Question corporate motives all you want, greenwashing and all, they’re still doing the right thing. The S&P 500 companies were surveyed about emissions reduction efforts. 282 responded. 81% said climate change represents “more commercial risks than opportunities.” Only 29 percent have reduction targets or timelines.
Bill Clinton, at launch of CDP: “Almost everyone of the commitments in the climate change area are actually good business that I believe will actually make a profit for the people making the commitment. Does that make it a bad thing? No, that makes it a good thing. Think how many fewer problems society would have if all social problems could be solved with a profitable solution…”
Wal-Mart Aims to Enlist Suppliers in Green Mission
Ylan Q. Mui, September 25, 2007 (Washington Post)
WHO
Wal-Mart, the world’s largest retailer; the Carbon Disclosure Project (CDP)
Help by cutting emissions, cutting waste and asking business partners to do the same. Yes, that is helping. Call it what you will.
WHAT
Wal-Mart will ask its suppliers to measure and offset emissions. CDP will monitor and guide.
WHEN
Wal-Mart pledged 2 years ago to vowed to cut waste, use renewable energy and sell sustainable products.
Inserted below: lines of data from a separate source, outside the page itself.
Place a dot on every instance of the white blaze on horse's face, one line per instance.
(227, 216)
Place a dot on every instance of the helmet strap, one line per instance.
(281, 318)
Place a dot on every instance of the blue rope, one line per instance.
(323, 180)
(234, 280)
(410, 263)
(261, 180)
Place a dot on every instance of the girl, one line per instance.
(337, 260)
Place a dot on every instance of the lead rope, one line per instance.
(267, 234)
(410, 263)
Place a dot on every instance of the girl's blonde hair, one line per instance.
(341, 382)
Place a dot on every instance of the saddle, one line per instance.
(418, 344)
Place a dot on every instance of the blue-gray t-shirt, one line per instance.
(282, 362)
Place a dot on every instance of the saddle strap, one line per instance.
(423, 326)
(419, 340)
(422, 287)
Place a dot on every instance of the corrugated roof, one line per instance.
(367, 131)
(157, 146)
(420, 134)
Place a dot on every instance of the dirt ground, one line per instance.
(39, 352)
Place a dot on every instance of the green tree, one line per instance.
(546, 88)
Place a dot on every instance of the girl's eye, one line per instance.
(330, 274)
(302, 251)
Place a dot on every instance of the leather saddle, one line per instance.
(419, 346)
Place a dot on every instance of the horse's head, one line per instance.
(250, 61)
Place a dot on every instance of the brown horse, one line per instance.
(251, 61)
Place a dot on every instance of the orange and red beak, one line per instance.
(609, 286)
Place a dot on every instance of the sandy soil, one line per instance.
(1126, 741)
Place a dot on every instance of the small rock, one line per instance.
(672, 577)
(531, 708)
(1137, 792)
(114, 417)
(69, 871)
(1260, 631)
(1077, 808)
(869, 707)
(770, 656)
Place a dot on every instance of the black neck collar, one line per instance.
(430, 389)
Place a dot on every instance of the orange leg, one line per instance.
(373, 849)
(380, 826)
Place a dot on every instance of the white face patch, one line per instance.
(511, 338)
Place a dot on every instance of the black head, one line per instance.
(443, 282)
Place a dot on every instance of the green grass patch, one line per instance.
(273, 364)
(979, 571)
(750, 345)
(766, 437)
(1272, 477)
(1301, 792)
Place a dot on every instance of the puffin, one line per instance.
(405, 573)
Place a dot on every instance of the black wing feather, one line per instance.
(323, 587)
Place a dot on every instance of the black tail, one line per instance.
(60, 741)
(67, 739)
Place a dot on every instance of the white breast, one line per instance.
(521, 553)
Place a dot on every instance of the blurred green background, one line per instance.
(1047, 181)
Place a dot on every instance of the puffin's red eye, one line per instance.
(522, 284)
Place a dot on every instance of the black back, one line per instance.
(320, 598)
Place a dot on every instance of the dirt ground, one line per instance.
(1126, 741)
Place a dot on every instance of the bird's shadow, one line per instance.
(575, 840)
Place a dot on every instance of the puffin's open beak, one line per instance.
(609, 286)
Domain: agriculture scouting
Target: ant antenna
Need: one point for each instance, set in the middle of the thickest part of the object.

Greenwashing is not on the list. (click to enlarge)
WHERE
A pilot program evaluating emissions has begun involving 25-30 suppliers. Coca-Cola and Fox Home Entertainment are signed on to the project.
WHY
- The Carbon Disclosure Project has recruited 315 institutional investors controlling assets of $41 trillion and is endorsed by Rupert Murdoch, Bill Clinton and Angela Merkel.
- Wal-Mart will begin with 7 major item categories: DVDs, toothpaste, soap, milk, beer, vacuum cleaners and soda. The levarage of size Wal-Mart has used in the past against unions and competitors will now be exerted to move suppliers (60,000 companies over hundreds of industries) to be more environmentally responsible.
- Wal-Mart has a packaging scorecard rating 3,400 suppliers on 13,000 products, pushing back against waste. It will soon involve customers in the scorecard evaluation and may use something similar for emissions.
Action speaks louder than platitudes.
QUOTES
- John Fleming, chief merchandising officer, Wal-Mart: "Some of them are things we rarely think about -- like our vacuum cleaners -- and some of them are things we'd rather think about, like beer and movies…But each of these products has an impact on our planet."
- Michael Marx, executive director, Corporate Ethics International: "They make it possible for these suppliers to succeed with a large carbon footprint if the retailers continue to sell their products…"
- Paul Dickinson, CEO, CDP: "Proper carbon accounting and reporting is becoming the accepted minimum…This proves the point that what gets measured gets managed.”